A comprehensive methodology underlies this research, utilizing the THINGS database to form a varied set of object concepts for evaluation through triplet similarity tasks.

Figure 1: Method for estimating human-model alignment. We collected 35k triplet similarity judgments from each of the 77 models in our suite.

The researchers evaluated models across several dimensions of computational variations, including but not limited to instruction-fine-tuning, model architecture, and embedding dimensionality. Key tasks involved assessing how these components influenced the alignment with human semantic structures, derived from human triplet judgments processed through established embedding techniques like SPoSE.

Results

The findings indicate significant insights into various factors affecting model-human alignment:

Instruction-Finetuning: This emerged as the most potent predictor of alignment, suggesting that models refined through instructions are better equipped to cluster semantic categories akin to human cognitive patterns (Figure 2).
Figure 2: Computational ingredients predictive of human model alignment. A., B., C., and D. show the relationship between instruction-tuning, MLP dimensionality, context length, and embedding dimensionality on Procrustes R².
Architectural Dimensionality: Both MLPs and attention heads' dimensionality were strongly correlated with alignment, indicating that the expressive power of larger latent spaces contributes significantly to developing human-like conceptual representations.
Model Size and Data Exposure: Consistent with scaling laws, models with broader data exposure and larger structures inherently demonstrated better alignment with human conceptual models.
Multimodal Training: Contrary to certain multimodal hypotheses, the study found no significant impact of multimodal training on alignment, challenging some prevailing assumptions about its necessity for enhanced representational accordance with human cognition.

Discussion

The analysis posits that focusing on representational alignment provides a pathway towards developing models that generalize across tasks and mimic human-like error patterns. The findings underscore the importance of specific computational ingredients in achieving this alignment, suggesting a reorientation of LLM development priorities towards enhancing these aspects. Additionally, the mixed-effects regression models employed highlight the hierarchical influence of ingredients, providing a nuanced context to the interdependencies among model components and their collective influence on alignment metrics.

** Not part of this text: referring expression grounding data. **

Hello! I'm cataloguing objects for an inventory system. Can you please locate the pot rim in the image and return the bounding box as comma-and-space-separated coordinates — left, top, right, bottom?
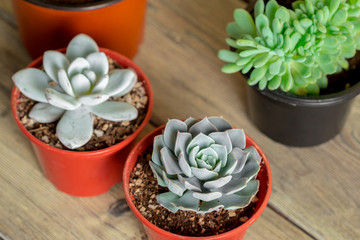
25, 0, 124, 11
11, 47, 154, 158
122, 124, 272, 240
249, 75, 360, 107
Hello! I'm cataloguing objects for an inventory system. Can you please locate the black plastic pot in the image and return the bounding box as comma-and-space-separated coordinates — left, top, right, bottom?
246, 82, 360, 147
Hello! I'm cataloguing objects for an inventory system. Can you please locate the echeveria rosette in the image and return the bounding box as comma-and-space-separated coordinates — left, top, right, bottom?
150, 117, 261, 213
218, 0, 321, 95
292, 0, 360, 93
12, 34, 138, 149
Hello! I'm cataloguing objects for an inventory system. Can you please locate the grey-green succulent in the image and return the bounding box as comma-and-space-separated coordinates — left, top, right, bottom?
150, 117, 261, 213
12, 34, 138, 149
218, 0, 360, 95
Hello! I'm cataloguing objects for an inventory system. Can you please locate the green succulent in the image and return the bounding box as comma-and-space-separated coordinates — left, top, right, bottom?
150, 117, 261, 213
218, 0, 360, 95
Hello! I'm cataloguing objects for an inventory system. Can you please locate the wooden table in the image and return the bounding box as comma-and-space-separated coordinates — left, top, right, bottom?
0, 0, 360, 240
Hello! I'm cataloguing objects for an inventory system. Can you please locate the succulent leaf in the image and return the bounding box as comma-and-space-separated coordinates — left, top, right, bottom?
86, 52, 109, 76
12, 68, 51, 102
45, 88, 81, 110
43, 51, 69, 82
156, 192, 179, 213
150, 117, 261, 213
29, 103, 65, 123
103, 69, 137, 97
66, 34, 99, 62
219, 0, 360, 95
86, 101, 138, 121
170, 191, 199, 211
12, 34, 138, 148
56, 107, 94, 149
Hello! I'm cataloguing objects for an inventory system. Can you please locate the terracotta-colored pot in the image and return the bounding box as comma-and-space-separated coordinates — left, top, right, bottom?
123, 125, 272, 240
11, 48, 153, 197
12, 0, 146, 58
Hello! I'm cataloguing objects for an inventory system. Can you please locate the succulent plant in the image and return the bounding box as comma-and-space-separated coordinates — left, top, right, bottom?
218, 0, 360, 95
12, 34, 138, 149
150, 117, 261, 213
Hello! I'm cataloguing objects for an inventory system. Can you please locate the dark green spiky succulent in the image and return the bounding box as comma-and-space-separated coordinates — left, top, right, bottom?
150, 117, 261, 213
218, 0, 360, 95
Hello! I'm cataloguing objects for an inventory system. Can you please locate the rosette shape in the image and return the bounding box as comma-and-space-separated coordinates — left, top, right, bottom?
12, 34, 138, 149
218, 0, 360, 95
150, 117, 261, 213
218, 0, 322, 92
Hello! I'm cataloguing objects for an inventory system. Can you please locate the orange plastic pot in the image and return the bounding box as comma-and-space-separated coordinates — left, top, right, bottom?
12, 0, 146, 58
123, 125, 272, 240
11, 48, 153, 197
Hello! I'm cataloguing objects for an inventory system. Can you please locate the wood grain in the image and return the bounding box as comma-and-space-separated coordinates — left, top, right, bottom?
136, 0, 360, 240
0, 0, 360, 240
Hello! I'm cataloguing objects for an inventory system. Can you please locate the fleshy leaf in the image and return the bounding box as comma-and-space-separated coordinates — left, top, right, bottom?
29, 103, 65, 123
163, 171, 186, 196
209, 132, 232, 154
86, 52, 109, 76
58, 69, 75, 97
45, 88, 81, 110
149, 161, 166, 187
151, 135, 166, 166
204, 175, 232, 189
104, 69, 137, 97
207, 117, 232, 132
193, 192, 222, 202
198, 147, 219, 159
219, 191, 253, 210
220, 178, 248, 195
210, 144, 228, 167
66, 34, 99, 61
189, 117, 217, 137
191, 167, 219, 181
234, 9, 256, 36
12, 68, 51, 102
156, 192, 179, 213
174, 132, 192, 156
78, 93, 110, 106
67, 57, 90, 79
91, 74, 110, 93
187, 132, 215, 152
43, 51, 69, 82
244, 146, 261, 163
184, 117, 198, 129
236, 180, 260, 196
178, 174, 202, 192
226, 129, 246, 149
236, 158, 260, 179
229, 148, 249, 174
198, 200, 224, 213
71, 73, 91, 96
179, 152, 192, 177
189, 146, 200, 167
160, 147, 182, 175
220, 151, 238, 176
170, 190, 199, 211
164, 119, 187, 150
86, 101, 138, 121
56, 107, 93, 149
218, 49, 239, 63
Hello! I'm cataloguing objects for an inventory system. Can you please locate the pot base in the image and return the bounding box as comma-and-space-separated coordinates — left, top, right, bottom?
246, 83, 360, 147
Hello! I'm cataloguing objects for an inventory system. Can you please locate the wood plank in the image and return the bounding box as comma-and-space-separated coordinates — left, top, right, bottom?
0, 0, 360, 239
0, 4, 309, 240
136, 0, 360, 239
0, 0, 17, 27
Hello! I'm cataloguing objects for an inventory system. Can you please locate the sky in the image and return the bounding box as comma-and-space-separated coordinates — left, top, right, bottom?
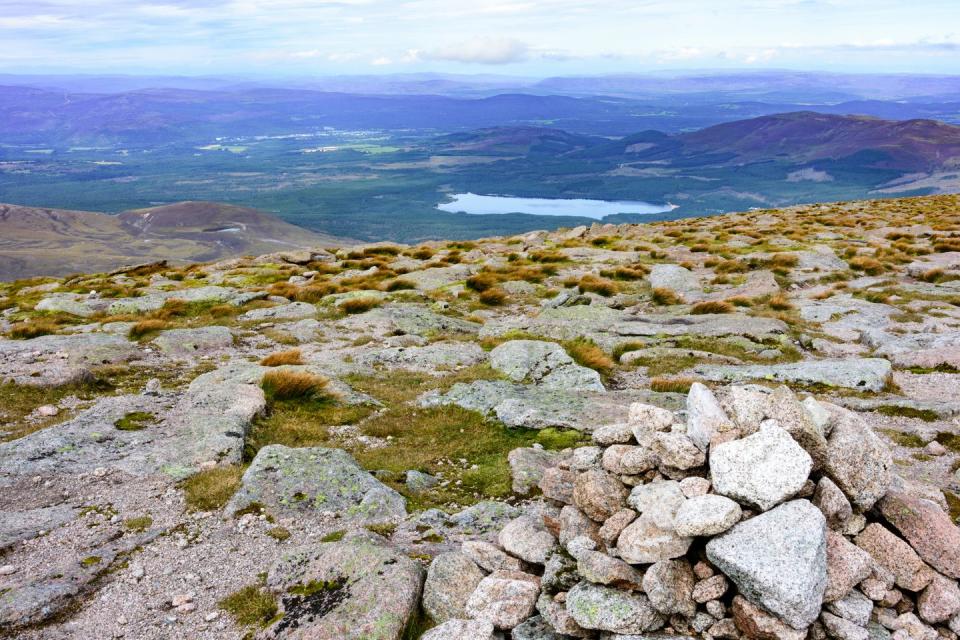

The study further extrapolates the implications of these findings: benchmarks like BigBenchHard, which emphasize domain-general knowledge, correlate most closely with representational alignment. This insight could inform future benchmark designs aimed at capturing nuanced cognitive mimicry in LLMs.

Conclusion

This paper provides a comprehensive examination of the individual and collective impacts of various computational ingredients on the alignment of LLM representations with human conceptual structures. By identifying instruction-finetuning and dimensionality of architectures as critical factors, the research offers a substantive contribution to designing more cognitively aligned LLMs. Future directions could involve deeper explorations into how these findings might scale with emerging architectures and data types, continually refining the quest for human-like AI cognition.